Decker has included primary resources such as government documents, a number of scholarly but ancillary publications, and a few that are more narrowly focused, but there’s a dearth of very good regional materials which could have sharpened his treatment.

The value of Decker’s work lies in his exemplary original research in the Letterbooks of the American Unitarian Association and the archival papers of figures such as Nathan Meeker, Horace Greeley, Carl Schurz, Henry Teller, and Frederick Pitkin. Its weakness seems to result from Decker’s heavy reliance on readily available sources like Marshall Sprague’s Massacre, which is a wonderfully readable narrative, but it contains some data that Sprague himself described as being his own “reconstruction.” Decker seems to have derived a good deal of his information about the Meeker massacre and the battle on Milk Creek from Sprague without recognizing the perils in doing so.

ANOTHER QUESTIONABLE SOURCE is Robert Emmitt’s The Last War Trail, which includes material compiled by a journalist in interviews with Ute Indians in the mid-1900s. Although second-, third-, or fourth-hand accounts can be valuable for understanding a culture’s collective memory and family lore, a historian must critically evaluate their reliability.

As Decker relates in his Preface, he was digging postholes on his ranch near Ridgway when he found broken arrowheads and pieces of chert that roused his curiosity about the people who had once lived there. The Utes Must Go does not respond to his reverie with information about the Ute tribe as a whole or about the tribe’s bands. One is forced to conclude that Decker’s interests do not include the minutiae of Ute or Colorado history, which might have helped him avoid a few missteps. For instance, he put Governor Alexander Hunt (instead of Governor John Evans) at the council at Conejos in 1863; he misplaced the cave where Chief Ouray was buried; and he misunderstood the original distribution of Ute Indians in North America.

History is a science.
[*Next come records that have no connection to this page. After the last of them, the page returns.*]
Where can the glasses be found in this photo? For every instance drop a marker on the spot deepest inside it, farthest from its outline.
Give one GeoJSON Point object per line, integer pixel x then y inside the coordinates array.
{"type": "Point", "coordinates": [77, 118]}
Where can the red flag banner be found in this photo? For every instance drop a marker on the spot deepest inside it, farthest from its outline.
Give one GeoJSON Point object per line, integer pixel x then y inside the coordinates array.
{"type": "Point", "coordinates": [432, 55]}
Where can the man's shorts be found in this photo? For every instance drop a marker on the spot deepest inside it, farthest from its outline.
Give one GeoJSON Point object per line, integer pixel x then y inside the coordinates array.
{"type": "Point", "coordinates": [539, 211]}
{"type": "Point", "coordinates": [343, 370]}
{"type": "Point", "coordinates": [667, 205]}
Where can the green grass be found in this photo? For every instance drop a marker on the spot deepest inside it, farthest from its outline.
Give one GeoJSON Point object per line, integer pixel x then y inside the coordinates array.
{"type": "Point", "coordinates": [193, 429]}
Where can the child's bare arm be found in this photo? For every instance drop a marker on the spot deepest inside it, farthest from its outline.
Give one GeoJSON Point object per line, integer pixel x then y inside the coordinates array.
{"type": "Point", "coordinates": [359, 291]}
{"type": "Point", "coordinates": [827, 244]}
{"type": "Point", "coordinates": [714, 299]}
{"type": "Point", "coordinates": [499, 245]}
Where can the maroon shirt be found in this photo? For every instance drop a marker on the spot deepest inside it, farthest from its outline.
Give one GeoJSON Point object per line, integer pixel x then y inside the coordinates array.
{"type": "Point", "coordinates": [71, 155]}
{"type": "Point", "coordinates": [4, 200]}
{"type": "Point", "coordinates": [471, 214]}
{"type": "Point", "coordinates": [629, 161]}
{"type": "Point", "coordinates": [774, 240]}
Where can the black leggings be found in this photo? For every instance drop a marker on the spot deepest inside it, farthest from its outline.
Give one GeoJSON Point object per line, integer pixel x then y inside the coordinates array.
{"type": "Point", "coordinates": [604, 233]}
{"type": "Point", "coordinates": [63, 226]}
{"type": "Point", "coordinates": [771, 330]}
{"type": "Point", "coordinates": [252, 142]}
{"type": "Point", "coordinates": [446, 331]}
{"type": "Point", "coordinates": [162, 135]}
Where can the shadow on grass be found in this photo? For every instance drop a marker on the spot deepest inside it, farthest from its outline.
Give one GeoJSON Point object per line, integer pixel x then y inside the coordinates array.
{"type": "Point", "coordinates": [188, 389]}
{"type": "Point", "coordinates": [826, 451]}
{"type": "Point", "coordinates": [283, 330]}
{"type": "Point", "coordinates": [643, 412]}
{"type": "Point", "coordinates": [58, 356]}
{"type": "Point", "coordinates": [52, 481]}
A historian must assemble facts, even the tedious minutiae, analyze their informational value, interpret their significance inductively, and then formulate a conclusion. When a writer starts with a predetermined conclusion and then seeks only the data that might support his thesis, as happens much too often, the product is flawed or, at best, incomplete.

A fence is not a real fence until all of the posts are set and all of the wire has been strung. In The Utes Must Go! the author has set a number of good, stout fenceposts, and added some new wire, but he has also stapled in a few rusty old strands and left some gaps wide enough for cattle to walk through. Nonetheless, the book introduces a focus for future students of Ute history to advance, until the entire herd is securely fenced.

Formerly a professor of history and public policy at Duke University, Peter R. Decker is a rancher. He has served as director of the National Western Stock Show and is presently the chairman of Fort Lewis College’s Board of Trustees. Decker previously wrote an acclaimed account about the transformation of Ridgway, Colorado in Old Fences, New Neighbors.